HLTH 385-7: Double Burden of Malnutrition

HLTH 385-7: Double Burden of Malnutrition

Malnutrition is 'bad' nutrition, due either to excesses or deficiencies. Historically, obesity was a problem exclusive to high-income countries and undernutrition was a problem exclusive to low- and middle-income countries. With the growing global obesity epidemic, diet-related non-communicable diseases are increasingly important causes of morbidity and mortality in low-and middle-income countries. These countries have a health infrastructure developed to address undernutrition; which remains a public health problem, while simultaneously having to contend with the growing challenge of obesity-related health problems. In this course, we will cover the history and evolution of nutrition problems in high, middle, and low-income countries, as well as the interventions designed to improve them. We will compare the prevalence of the double burden of malnutrition in high, middle, and low-income countries. We will critique interventions that improve one type of malnutrition while inadvertently contributing to another kind of malnutrition.

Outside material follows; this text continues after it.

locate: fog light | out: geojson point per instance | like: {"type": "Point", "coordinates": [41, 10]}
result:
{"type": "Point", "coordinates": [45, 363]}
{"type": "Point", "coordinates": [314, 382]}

And, we will examine options for reducing both types of malnutrition simultaneously.

Taught by: Helena Pachon

 

HLTH 330-1 Health Behind Locked Doors

HLTH 330-1: Health Behind Locked Doors

In this course, we will focus on the physical and mental health concerns that are associated with two different types of institutions: disability-related residential institutions and prisons and jails. This consideration includes the health concerns that lead to institutionalization/incarceration and those that emerge because of this experience. Students will learn about how various factors influence these experiences and concerns including Historical factors, Socio-political, Infrastructural, Biological, and Attitudinal factors. We will pay particular attention to how race influences and intersects with these factors and situations. Students will learn about specific diseases and conditions along the way. Further, students will learn to discuss and represent these issues in ways that combine the above factors and translate them into an easily accessible format as well as critically analyze the ways these experiences are represented by others.

Taught by: Jennifer Sarrett

 

HLTH 331-1: Disability & Bioethics

HLTH 331-1: Disability & Bioethics

This course uses case studies to explore bioethical issues related to disability: including end-of-life decision-making, prenatal diagnoses, bio- and neuro-technologies, right to life, and significant disability. Traditional biomedical and bioethical perspectives of these issues will be presented as well as those from the disability studies literature, an approach that aims to ensure civil and human rights are protected and aims to increase the visibility and tolerance of difference in our communities. Students will first master the foundational theories of bioethics, disability, and disability studies in order to fully understand the perspectives that are brought to course topics. Students will also be considering the role the media and legal precedents have in these issues. Throughout the semester, students will be thinking and writing about current news items that relate to the body, technology, and disability. In this way, students will develop a critical eye for these issues in the media and learn to apply the theoretical and practical backgrounds of bioethics and disability studies to the most contemporary concerns of the fields. In order to ensure the course's topics are relevant to contemporary concerns, the course will have a section on Neuroethics and Neurodiversity, the branch of both fields that focus on the mind, psychiatry, and intellectual disability.